O Estrela Viva no «Comércio de Alcântara»

Aqui deixamos os nossos maiores agradecimentos ao «Comércio de Alcântara», pela enorme simpatia de expressar as nossas preocupações junto da comunidade que serve.
Foi com grande carinho que observámos e analisámos esta reportagem (na página 5 da 2ª edição de Março) deste nosso conhecido e respeitado periódico bairrista.

Nesta publicação vos deixamos a reportagem completa.



25 de Abril, 40 anos/ 40 murais - Os murais amordaçados


Foi pintado e está a ser finalizado, pela APAURB (Associação Portuguesa de Arte Urbana), a mesma associação que decorou tão generosa e magistralmente o túnel pedonal da estação de Alcântara-Mar, o primeiro de 40 murais que serão pintados em Lisboa, evocando os 40 anos do 25 de Abril de 1974.

Local. O longo muro camarário da Rua do Cais de Alcântara, na Freguesia da Estrela.
A iniciativa é engraçada e singela para evocar a revolução dos cravos e a APAURB apressou-se a convocar as suas “tropas” pondo mãos ao trabalho.
Nesta questão da arte urbana é-se geralmente unânime, já que as intervenções visam embelezar, decorar, reparar, reabilitar, áreas degradadas, ou despidas de mensagem.
Só que aqui nada disso aconteceu.

Quem nos alertou foi Miguel Louro, morador da Freguesia da Estrela. O trabalho da APAURB estava a destruir um conjunto de fantásticos murais existentes no local e inclusivamente esteve quase para desaparecer uma escultura do conhecido Alexandre Farto, que se assina Vhils.
Graças a um grupo de cidadãos que activamente se interpôs, em que se incluiu Miguel Louro e o blog "Estrela Viva", a escultura foi salva mas descontextualizada, naquilo que consideramos a destruição pura e simples da mensagem de Vhils, o seu autor.

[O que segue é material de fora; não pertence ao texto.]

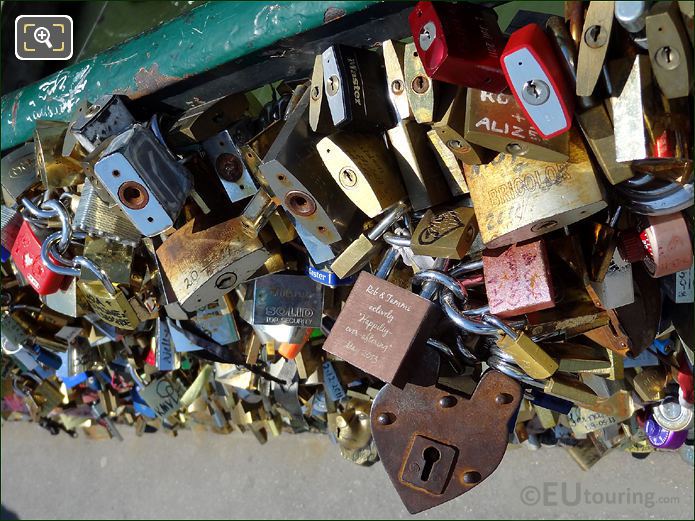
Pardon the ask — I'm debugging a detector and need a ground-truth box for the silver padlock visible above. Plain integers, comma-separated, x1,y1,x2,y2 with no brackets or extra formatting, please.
94,125,193,237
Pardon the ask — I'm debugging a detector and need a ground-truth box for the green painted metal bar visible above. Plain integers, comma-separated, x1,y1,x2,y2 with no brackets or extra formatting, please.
1,1,377,150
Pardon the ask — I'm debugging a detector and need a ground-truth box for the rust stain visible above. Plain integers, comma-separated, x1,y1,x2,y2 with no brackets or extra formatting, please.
122,63,189,99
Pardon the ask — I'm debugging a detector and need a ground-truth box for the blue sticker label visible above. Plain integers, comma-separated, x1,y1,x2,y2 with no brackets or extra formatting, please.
306,266,357,288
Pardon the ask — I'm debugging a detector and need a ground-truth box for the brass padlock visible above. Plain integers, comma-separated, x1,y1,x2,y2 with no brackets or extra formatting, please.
465,132,606,248
410,206,478,259
463,89,569,162
386,120,451,211
157,215,270,312
34,121,84,190
381,40,413,119
427,130,469,197
260,90,361,244
316,132,405,217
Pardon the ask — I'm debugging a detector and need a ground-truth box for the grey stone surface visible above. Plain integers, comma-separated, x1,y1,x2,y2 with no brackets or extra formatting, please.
1,423,694,519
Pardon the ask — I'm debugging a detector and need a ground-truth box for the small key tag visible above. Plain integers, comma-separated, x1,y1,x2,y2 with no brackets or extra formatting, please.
371,371,521,514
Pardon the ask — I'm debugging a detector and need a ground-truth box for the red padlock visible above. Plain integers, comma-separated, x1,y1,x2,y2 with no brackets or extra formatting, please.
501,24,575,139
618,212,693,278
408,2,507,92
12,221,65,295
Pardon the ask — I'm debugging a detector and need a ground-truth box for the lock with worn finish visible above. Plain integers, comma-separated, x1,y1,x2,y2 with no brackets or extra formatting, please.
466,133,606,248
72,179,142,246
253,275,323,327
384,40,413,120
87,125,192,237
646,2,693,98
410,206,478,259
463,89,569,163
166,94,249,148
371,371,521,514
260,91,361,244
70,95,135,153
483,239,555,317
408,2,507,92
157,215,270,313
427,130,468,197
323,272,437,386
501,24,574,139
386,120,451,211
34,121,84,190
620,212,693,278
316,132,405,218
322,45,395,132
331,203,407,279
576,2,615,96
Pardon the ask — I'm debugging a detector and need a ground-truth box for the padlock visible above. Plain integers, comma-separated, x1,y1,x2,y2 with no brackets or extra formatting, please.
386,120,451,211
86,125,192,237
253,275,323,327
322,45,395,132
331,202,407,279
166,94,249,148
0,204,23,262
483,239,555,317
403,43,456,124
323,272,438,386
576,2,616,96
380,40,413,120
309,54,334,134
646,2,693,98
619,212,693,278
427,130,468,197
410,206,478,259
463,89,569,163
371,371,521,514
608,54,689,164
661,264,695,304
34,121,84,190
500,24,581,139
203,126,258,202
260,91,361,244
157,215,270,312
428,87,494,165
408,2,507,92
70,95,135,153
483,315,558,380
465,132,606,248
12,221,65,295
591,250,635,309
0,143,41,207
316,132,405,218
72,179,141,246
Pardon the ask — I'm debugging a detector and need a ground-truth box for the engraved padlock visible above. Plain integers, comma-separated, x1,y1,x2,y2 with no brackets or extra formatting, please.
408,2,507,92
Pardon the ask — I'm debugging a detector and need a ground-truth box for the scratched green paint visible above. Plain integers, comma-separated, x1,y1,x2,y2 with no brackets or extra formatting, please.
0,1,375,150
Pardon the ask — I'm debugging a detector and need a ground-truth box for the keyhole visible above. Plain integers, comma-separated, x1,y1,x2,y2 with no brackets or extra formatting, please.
420,447,441,481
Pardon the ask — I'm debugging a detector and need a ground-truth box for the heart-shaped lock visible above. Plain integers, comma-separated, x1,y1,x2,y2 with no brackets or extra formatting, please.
371,370,521,514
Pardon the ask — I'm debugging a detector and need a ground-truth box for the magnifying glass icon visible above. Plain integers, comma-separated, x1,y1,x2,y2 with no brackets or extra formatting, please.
34,27,53,49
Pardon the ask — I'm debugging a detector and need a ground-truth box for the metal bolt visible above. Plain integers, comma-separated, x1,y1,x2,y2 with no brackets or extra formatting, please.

Quanto ao resto tudo desapareceu e o resultado final está à vista, conforme documenta a imagem do topo da página: um mural tristonho, redundante, sem imaginação, em tons ocres, que eventualmente reportam para uma Alcântara industrial dos tempos de Abril, mas há muito desaparecida, num tom monocórdico em que o laivo de graça acaba por ser a escultura de Vhils - e o que lhe fizeram à
volta -, elemento de ruptura que parece estar a protestar contra o que lhe acaba de acontecer.

Face à destruição dos murais, os responsáveis da APAURB justificaram-se, em declarações na internet da seguinte forma que transcrevemos: "as pré-existências desta parede foram acompanhadas e executadas por
membros da associação, incluindo a "escultura" do Vhils. Temos autorização e aceitação de todos para executar o trabalho que está agora em curso".

Nem doutra forma supomos que fosse. Mas a questão é quem deu luz verde para este verdadeiro atentado à arte urbana e à sua mensagem, ou será algum de tais murais era incómodo e urgia ser substituído por este mais asséptico?

É que afinal, não basta à APAURB evocar a autoria dos murais anteriores para que se tenha no direito de os destruir, já que entendemos que qualquer obra deste género, uma vez concluída passa a ser património de todos nós.

Afinal há mural, mas há moral?

Luís Sampaio Howell

Nota - as imagens que ilustram este texto permitem observar a transformação efectuada no muro da Rua do Cais de Alcântara, bem como os diversos painéis destruídos.